The aim of this study is to assess the impact of the diagnosis of arterial hypertension on the mortality by any cause and due to cardiovascular disorders in individuals monitored in the community throughout a period of no less than 10 years.
– Assess the differences in death by any cause and due to cardiovascular disorders after 10 years of monitoring subjects with arterial hypertension grades I, II and III as per the European Guidelines.
– Evaluate the impact of blood pressure control level on total mortality and due to cardiovascular disorders.
– Evaluate the impact of different factors on global mortality and due to cardiovascular disorders in patients with arterial hypertension (adjusted by control level):
o Comorbidity: defined as the presence of diabetes, cardiovascular disease, obesity, smoking, or previous damage to the target organ at the time of diagnosis of arterial hypertension.
o Family of drugs used in the treatment: ACEI, ARA2, diuretics, calcium channel blockers, beta-blockers, alpha-blockers, or different combinations of these drugs.
o Socioeconomic level (measured through the deprivation index of the health centre).
– Assess the relationship between the use of healthcare services (measured through the number of visits to the physician and the nurse, and the annual time devoted to the patient at the health centre) and total and cardiovascular mortality in hypertensive patients.

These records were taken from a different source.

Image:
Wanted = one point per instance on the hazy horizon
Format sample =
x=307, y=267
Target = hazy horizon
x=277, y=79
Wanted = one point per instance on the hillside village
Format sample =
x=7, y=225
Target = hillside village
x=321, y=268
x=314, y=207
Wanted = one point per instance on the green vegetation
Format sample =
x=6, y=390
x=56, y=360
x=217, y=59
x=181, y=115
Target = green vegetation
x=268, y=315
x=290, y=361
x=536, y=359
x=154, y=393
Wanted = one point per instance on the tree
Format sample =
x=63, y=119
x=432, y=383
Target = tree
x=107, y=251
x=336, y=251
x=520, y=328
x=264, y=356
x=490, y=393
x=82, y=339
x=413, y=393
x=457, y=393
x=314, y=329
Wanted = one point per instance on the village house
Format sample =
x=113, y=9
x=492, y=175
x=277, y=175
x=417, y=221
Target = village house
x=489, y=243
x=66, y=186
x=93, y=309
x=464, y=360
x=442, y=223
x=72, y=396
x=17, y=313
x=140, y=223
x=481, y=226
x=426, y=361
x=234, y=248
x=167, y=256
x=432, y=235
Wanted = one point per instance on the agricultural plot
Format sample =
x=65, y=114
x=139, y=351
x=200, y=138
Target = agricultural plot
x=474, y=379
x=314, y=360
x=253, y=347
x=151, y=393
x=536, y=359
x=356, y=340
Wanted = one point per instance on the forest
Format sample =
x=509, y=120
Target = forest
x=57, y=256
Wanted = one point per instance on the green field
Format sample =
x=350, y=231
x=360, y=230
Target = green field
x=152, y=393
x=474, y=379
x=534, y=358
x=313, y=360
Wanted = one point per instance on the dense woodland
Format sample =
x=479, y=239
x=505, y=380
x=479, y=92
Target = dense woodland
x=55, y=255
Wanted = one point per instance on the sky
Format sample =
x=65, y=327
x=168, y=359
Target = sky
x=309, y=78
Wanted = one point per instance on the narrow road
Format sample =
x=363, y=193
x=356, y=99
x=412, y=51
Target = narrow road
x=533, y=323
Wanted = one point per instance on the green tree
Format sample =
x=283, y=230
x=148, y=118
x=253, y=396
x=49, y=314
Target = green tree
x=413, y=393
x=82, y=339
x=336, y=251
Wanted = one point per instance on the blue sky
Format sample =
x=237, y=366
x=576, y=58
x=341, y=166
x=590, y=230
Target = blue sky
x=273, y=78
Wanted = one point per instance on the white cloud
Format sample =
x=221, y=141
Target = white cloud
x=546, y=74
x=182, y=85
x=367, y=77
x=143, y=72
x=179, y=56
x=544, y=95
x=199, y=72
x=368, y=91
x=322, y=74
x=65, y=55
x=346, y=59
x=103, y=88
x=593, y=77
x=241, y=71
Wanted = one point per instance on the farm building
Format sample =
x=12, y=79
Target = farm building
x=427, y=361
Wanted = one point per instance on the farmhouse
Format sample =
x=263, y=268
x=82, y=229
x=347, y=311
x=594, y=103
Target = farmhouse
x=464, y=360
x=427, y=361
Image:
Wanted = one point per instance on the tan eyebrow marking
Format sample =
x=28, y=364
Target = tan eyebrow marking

– Analyse the difference in the rate of cardiovascular events (chronic kidney disease, ischaemic heart disease, cerebrovascular disease, peripheral arterial disease) among subjects with arterial hypertension grade I, II and III as per the European Guidelines.
Multicentre retrospective cohort study. The exposure cohort will be defined by those subjects over 18 years of age who have a “de novo” diagnosis of non-secondary HTN in 2005/2006. The cohort of unexposed subjects will be created including one subject without HTN diagnosis in the same period, per exposed subject.
These subjects will be paired by health centre, age (same decade of life), and presence of DM or CV disease (chronic kidney failure, acute stroke, ischaemic heart disease or peripheral arterial disease) at the time of inclusion in the study. The follow-up time shall extend until the last visit, death or loss, which offers a maximum observation time of at least 12 years for the last subject included.
The cohorts will be created based on data from all the health centres of three Autonomous Communities: Madrid, the Basque Country and the Canary Islands.